Why is it important to address RMDs? Long-term RMDs can result in temporary or even permanent soft tissue damage to muscle, nerve, tendons, or ligaments. By being aware that you are using a repetitive motion, you can also take precautions to take breaks, stretch, or change the way you do the activity. Symptoms of swollen or inflamed tissue may indicate an underlying medical condition such as bursitis, carpal tunnel syndrome, rotator cuff syndrome, tendonitis, Dupuytren’s contracture, Raynaud’s phenomenon, thoracic outlet syndrome, etc.

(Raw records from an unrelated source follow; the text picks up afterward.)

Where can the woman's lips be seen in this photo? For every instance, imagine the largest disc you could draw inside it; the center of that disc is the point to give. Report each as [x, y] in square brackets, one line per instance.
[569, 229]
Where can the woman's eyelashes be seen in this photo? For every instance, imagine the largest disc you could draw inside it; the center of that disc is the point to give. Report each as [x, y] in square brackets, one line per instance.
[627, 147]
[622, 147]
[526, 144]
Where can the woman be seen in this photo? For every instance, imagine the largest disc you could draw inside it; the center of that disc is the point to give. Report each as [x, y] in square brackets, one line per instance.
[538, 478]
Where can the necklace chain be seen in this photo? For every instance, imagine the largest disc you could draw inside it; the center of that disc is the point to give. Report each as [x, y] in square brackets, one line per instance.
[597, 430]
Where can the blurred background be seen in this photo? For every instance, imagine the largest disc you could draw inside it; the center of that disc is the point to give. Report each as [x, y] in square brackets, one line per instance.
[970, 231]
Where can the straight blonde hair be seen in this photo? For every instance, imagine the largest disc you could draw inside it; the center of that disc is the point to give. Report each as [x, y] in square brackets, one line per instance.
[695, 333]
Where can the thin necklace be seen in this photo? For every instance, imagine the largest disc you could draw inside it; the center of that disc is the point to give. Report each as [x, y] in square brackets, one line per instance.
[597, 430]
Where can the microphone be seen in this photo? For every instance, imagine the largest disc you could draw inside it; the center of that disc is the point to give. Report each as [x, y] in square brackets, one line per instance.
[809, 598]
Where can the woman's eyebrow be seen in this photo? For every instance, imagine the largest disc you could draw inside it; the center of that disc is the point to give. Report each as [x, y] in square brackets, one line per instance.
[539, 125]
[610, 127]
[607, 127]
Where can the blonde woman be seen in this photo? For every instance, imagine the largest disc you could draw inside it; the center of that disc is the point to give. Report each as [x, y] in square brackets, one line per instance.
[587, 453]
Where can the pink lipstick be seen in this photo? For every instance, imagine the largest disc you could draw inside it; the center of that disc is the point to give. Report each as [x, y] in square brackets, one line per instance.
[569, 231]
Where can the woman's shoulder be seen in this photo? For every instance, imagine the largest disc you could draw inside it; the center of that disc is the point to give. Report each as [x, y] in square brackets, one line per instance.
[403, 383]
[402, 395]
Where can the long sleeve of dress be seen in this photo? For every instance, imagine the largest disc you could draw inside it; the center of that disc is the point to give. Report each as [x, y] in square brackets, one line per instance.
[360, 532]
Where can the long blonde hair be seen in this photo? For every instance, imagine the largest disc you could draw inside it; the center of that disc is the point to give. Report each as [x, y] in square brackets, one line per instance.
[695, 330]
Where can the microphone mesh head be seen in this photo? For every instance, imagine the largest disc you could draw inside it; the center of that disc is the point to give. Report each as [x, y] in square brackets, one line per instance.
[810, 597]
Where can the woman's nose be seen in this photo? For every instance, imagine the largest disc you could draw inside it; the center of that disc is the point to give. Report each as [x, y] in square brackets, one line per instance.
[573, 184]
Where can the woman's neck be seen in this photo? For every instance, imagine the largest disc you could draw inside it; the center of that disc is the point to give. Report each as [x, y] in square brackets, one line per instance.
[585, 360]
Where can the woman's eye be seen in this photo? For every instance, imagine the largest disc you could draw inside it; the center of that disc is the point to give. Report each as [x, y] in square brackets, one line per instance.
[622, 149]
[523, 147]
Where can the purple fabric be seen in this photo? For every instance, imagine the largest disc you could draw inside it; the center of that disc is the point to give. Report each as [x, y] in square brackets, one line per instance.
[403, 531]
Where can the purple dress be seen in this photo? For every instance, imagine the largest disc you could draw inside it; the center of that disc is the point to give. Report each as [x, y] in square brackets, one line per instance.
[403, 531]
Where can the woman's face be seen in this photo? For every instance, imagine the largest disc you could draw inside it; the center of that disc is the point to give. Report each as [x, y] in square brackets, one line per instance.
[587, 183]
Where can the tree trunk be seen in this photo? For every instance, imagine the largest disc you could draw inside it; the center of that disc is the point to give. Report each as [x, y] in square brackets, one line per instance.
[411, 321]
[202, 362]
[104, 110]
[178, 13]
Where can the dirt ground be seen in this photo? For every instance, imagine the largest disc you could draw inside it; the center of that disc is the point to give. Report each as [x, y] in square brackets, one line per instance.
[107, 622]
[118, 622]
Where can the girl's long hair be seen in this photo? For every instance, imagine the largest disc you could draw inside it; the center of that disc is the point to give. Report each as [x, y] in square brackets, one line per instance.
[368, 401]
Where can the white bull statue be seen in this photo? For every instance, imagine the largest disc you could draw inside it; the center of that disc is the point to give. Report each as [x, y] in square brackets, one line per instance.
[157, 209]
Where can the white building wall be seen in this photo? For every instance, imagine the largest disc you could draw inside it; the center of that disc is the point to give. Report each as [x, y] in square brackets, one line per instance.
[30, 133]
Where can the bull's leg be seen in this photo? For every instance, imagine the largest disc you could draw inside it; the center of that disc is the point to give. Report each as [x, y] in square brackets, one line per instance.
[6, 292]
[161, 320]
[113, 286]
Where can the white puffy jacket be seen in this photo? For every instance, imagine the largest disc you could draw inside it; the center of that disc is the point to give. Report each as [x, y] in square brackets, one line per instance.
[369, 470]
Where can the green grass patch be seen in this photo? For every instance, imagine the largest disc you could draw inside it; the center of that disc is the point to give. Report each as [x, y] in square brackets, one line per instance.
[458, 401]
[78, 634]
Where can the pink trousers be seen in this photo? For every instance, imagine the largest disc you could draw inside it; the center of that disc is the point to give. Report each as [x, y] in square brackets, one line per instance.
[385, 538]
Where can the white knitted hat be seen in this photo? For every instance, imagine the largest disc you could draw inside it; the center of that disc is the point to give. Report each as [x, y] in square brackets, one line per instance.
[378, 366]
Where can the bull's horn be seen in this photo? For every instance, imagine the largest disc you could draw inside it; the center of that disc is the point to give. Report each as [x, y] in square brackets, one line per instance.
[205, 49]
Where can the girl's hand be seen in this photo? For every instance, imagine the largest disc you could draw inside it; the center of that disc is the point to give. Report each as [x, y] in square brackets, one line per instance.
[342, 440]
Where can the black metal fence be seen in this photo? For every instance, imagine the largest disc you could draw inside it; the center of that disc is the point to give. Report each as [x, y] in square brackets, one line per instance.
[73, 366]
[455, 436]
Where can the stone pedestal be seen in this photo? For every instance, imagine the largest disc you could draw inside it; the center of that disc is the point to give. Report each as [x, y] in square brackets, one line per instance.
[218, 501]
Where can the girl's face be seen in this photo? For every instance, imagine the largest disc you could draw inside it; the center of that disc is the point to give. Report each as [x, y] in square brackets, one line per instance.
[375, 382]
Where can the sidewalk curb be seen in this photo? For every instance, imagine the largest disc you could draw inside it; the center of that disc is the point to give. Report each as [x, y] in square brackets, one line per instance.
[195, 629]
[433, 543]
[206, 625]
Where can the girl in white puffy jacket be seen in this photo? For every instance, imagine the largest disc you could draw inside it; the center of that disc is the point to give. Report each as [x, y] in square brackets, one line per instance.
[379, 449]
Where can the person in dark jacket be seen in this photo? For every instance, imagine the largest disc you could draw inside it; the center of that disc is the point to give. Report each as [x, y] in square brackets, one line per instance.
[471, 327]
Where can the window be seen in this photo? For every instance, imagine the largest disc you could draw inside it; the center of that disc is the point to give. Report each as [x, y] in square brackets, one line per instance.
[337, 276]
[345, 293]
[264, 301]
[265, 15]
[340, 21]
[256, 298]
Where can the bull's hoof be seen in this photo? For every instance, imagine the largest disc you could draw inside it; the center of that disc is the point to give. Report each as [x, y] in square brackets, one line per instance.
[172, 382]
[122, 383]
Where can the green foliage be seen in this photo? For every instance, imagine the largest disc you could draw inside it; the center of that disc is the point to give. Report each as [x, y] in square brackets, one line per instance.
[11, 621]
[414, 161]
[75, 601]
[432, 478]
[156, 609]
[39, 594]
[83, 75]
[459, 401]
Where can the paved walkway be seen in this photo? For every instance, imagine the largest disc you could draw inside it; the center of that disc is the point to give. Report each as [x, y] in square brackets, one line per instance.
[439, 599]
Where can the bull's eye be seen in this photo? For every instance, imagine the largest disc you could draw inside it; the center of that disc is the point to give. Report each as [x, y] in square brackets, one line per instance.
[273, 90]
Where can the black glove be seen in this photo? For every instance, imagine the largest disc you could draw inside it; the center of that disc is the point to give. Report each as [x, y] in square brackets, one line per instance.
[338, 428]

Here are some natural therapy tips for repetitive motion pain:

  1. Rest-The number one tip here is rest, or a break in repetitive motion activity that is causing pain in a specific area.
  2. Cold/Heat Therapy-Putting ice on the area can be helpful when you experience initial inflammation or pain. Heat can also help to resolve pain. Avoid excessive hot or cold to the area.
  3. Support-Support devices or splints can help alleviate the pain and swelling to an affected joint.
  4. Topical Natural Pain Therapies-Arnica cream, essential oils such as lavender, birch oil, Peppermint oil, Eucalyptus oil, etc.
  5. Natural Anti-inflammatory Supplements-Curcumin, ginger, CBD oil.
  6. Positioning/Posture Correction– Change the activity or way in which you perform the activity-Examples would be using a non-dominant hand, doing the activity in a different position, stretching the joint, ligaments, or muscles where you experience pain. Learn techniques to promote good posture.
  7. Taking breaks from activity-alternate the activity with other tasks.
  8. Stretching-Getting up from too much sitting at a computer and stretching every hour is important. Overall, stretching at least daily, especially after awakening can help avoid stiffness associated with repetitive strain.
  9. Exercise-A variety of activities is key. Yoga, Tai Chi, Qi Gong are all great activities to intermix with other types of exercise that you enjoy.
  10. Physical Therapy/Physiotherapy/Occupational Therapy– Therapists can recommend specific strengthening exercises to help the area impacted by the repetitive motion.
  11. Acupressure/Acupuncture-Acupuncture is extremely effective for treating repetitive stress injuries and may eliminate the need for surgery or the use of anti-inflammatory drugs or corticosteroids. Acupressure to specific points may help relieve pain associated with specific areas of the body.
  12. Chiropractic Care-Manipulation of the area by a chiropractor can help relieve associated pain and swelling through adjustments and realignment.
  13. Ergonomic Assessment-If you are experiencing pain due to a repetitive work activity, you may want to have an ergonomic assessment of your work area to see if you have the right tools and settings for your desk, chair, computer, and other work accessories.
  14. Overall diet and lifestyle-Assuring a healthy diet and lifestyle along with adequate rest and stress management can help your body be more resilient to healing from injury.

Summary

Once you develop an RSI, hopefully, you’ll be paying more attention, like I am to avoid another one. It takes much more energy to recover from one, than to avoid developing one. So, pay attention to any repetitive activities that you engage in and take measures above to prevent them or address them as naturally as possible to avoid the negative side effects of over the counter medications.  The most important point here, is to find whatever the root cause of the RSI is and to change the behavior of the activity. Fortunately, I achieved my goal to avoid corticosteroid injections and over the counter non-steroidal anti-inflammatory medications through obtaining relief with heat therapy, acupuncture, essential oils, CBD oil, physical therapy, and chiropractic techniques. Oh…, and the most important strategy, is continuing to address how I go about my computer work and sewing ergonomically, including breaks, appropriate stretching, and exercise.